Like most Latin-Americans, Cubans don’t celebrate Christmas on the 25th, but rather the night before on December 24th, a holiday that they call Nochebuena. Nochebuena literally means “good night” and is a time to gather with friends and extended family to feast on delicious food, share stories and jokes, and maybe even dance and sing if the mood strikes them. The menu typically consists of roast pig (called lechón asado), yuca with mojo (a citrusy-garlic marinade), black beans with rice (congrí), and fried plantains. Usually, a whole pig is marinated in mojo the night before, then left on a rotating spit to cook slowly all day. The first time I tried lechón asado, I was blown away that such simple ingredients could produce such intense flavor. Lechón asado is salty yet citrusy, crispy yet melt-in-your-mouth…. In short, it’s delicious!

So I have to admit – I cheated a little bit on this recipe. We don’t have Seville oranges here in California and I can’t possibly consume a whole pig by myself, nor do I have the time to roast a small piece of meat on a barbecue all day. Instead, I used a combination of orange and lime juice, a six pound piece of pork butt, and baked it in the oven on low. It doesn’t have the same charcoal-y taste of the barbecue grill, but it comes out just as crispy and flavorful.

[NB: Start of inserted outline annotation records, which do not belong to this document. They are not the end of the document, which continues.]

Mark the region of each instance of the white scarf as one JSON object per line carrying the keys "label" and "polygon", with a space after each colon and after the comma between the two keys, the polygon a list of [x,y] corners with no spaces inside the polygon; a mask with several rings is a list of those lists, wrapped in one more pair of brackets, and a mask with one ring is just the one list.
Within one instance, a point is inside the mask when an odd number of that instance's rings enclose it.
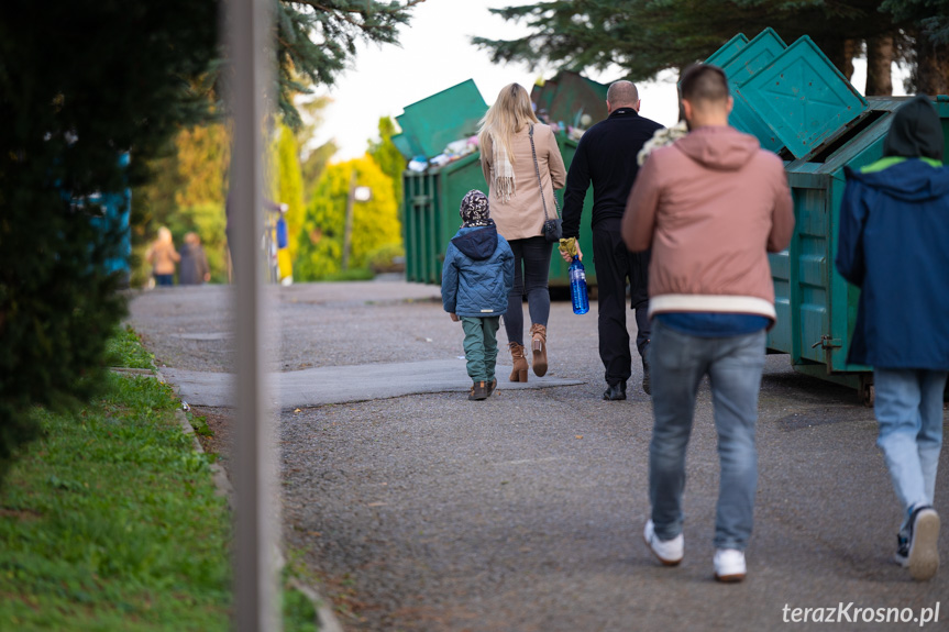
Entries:
{"label": "white scarf", "polygon": [[509,202],[515,195],[514,166],[501,143],[492,136],[494,149],[494,190],[501,202]]}

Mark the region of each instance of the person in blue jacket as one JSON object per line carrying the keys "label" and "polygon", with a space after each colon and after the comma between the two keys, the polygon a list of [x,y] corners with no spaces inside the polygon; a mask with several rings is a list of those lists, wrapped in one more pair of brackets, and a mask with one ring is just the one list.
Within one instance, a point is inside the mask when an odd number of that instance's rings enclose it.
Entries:
{"label": "person in blue jacket", "polygon": [[837,269],[860,288],[847,362],[873,367],[876,445],[904,511],[896,562],[939,568],[933,508],[949,374],[949,168],[933,102],[893,115],[884,157],[846,170]]}
{"label": "person in blue jacket", "polygon": [[468,399],[487,399],[497,387],[497,330],[514,287],[514,253],[497,233],[488,199],[468,191],[461,203],[462,228],[452,237],[442,267],[442,304],[465,332]]}

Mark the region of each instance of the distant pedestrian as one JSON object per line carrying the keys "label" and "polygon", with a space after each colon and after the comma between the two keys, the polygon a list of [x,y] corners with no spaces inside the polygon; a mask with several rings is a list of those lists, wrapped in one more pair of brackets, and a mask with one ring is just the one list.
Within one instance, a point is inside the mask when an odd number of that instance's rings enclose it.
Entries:
{"label": "distant pedestrian", "polygon": [[[626,381],[632,375],[632,354],[626,329],[626,287],[636,310],[636,348],[642,358],[642,389],[650,392],[649,361],[649,252],[630,253],[620,234],[629,191],[639,171],[637,154],[662,125],[639,115],[640,99],[630,81],[616,81],[606,93],[609,117],[587,130],[580,140],[566,175],[563,197],[563,236],[580,236],[580,219],[586,190],[593,184],[593,263],[599,292],[597,330],[606,390],[603,399],[626,399]],[[583,259],[580,243],[576,252]],[[571,260],[570,245],[561,248]]]}
{"label": "distant pedestrian", "polygon": [[949,375],[949,168],[931,101],[893,115],[883,158],[847,168],[837,269],[860,288],[847,362],[873,367],[874,410],[903,521],[896,562],[914,579],[939,569],[933,508]]}
{"label": "distant pedestrian", "polygon": [[497,233],[487,197],[468,191],[461,203],[462,228],[452,237],[442,268],[442,304],[465,332],[472,378],[468,399],[487,399],[497,387],[497,330],[514,285],[514,254]]}
{"label": "distant pedestrian", "polygon": [[784,165],[728,125],[720,68],[689,67],[680,84],[691,132],[654,149],[639,171],[622,236],[652,248],[649,270],[652,408],[643,537],[666,565],[682,561],[685,452],[695,397],[709,378],[721,468],[713,559],[721,581],[744,578],[758,486],[755,423],[765,329],[773,325],[769,252],[785,248],[794,213]]}
{"label": "distant pedestrian", "polygon": [[562,189],[566,170],[550,126],[534,115],[530,96],[518,84],[501,88],[482,119],[478,135],[482,170],[489,187],[497,231],[514,252],[514,287],[504,317],[514,370],[511,381],[527,381],[523,346],[523,297],[530,312],[531,365],[547,374],[547,321],[550,317],[550,255],[544,219],[556,218],[553,190]]}
{"label": "distant pedestrian", "polygon": [[175,250],[172,231],[165,226],[158,229],[158,237],[148,246],[145,260],[152,264],[156,286],[175,285],[175,264],[181,260],[181,256]]}
{"label": "distant pedestrian", "polygon": [[208,267],[208,257],[201,246],[201,237],[197,233],[185,235],[181,245],[181,262],[178,265],[178,284],[183,286],[199,286],[211,280],[211,269]]}

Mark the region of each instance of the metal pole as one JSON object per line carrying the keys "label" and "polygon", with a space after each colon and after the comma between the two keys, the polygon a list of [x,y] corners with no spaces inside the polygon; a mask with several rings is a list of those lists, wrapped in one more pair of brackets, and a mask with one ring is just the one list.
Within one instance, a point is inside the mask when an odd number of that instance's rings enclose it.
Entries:
{"label": "metal pole", "polygon": [[350,193],[346,196],[346,228],[343,232],[343,269],[350,269],[350,247],[353,243],[353,206],[356,200],[356,170],[350,175]]}
{"label": "metal pole", "polygon": [[234,621],[239,632],[280,630],[277,617],[273,419],[264,356],[263,222],[264,92],[271,87],[265,51],[269,36],[268,0],[230,0],[228,37],[232,66],[231,107],[234,145],[231,158],[234,276],[236,277],[236,388],[234,389]]}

This year, I’m tasked with the big responsibility of cooking Christmas dinner, and this dish is a strong contender. If you’re looking for a new recipe to add to your Christmas repertoire, lechón asado is the perfect main course.

Lechón Asado (Yield: 12 servings)

6-8 pound pork butt or shoulder
For the mojo:
1 large onion, sliced thinly
5 garlic cloves, mashed
3 lemons, juiced with seeds removed
½ orange, juiced with seeds removed
1 cup oil
1 cup vinegar
1 tablespoon oregano
2 teaspoons cumin
3 bay leaves, crushed
1 tablespoon salt
½ teaspoon black pepper


  1. The night before, prepare the mojo. Combine the oil, vinegar, lemon juice, orange juice, onions, garlic, and spices in a bowl.
  2. With a knife, make incisions in the pork so that the mojo marinade penetrates the pork. It’s not necessary to remove the skin or the fat (it adds flavor!). Place the pork in a bowl, pour the mojo over the pork, seal with plastic wrap, and marinate in the refrigerator overnight (or for at least eight hours). Flip the pork over or pour the marinade over the uncovered parts of the pork sporadically while it’s marinating so that all sides soak in the mojo.
  3. The next day, preheat the oven to 350 degrees. Remove the pork from the marinade and put in a baking pan. Baste with marinade and cook for 2 hours, basting with the leftover marinade every 30 minutes or so.
  4. After 2 hours, flip the pork onto the other side and cover with the remainder of the marinade. Lower the heat to 300 degrees and cook for 2 hours more, basting every 30 minutes with the mojo that’s in the pan. When the pork is crispy, remove from the oven, cut into slices, and serve.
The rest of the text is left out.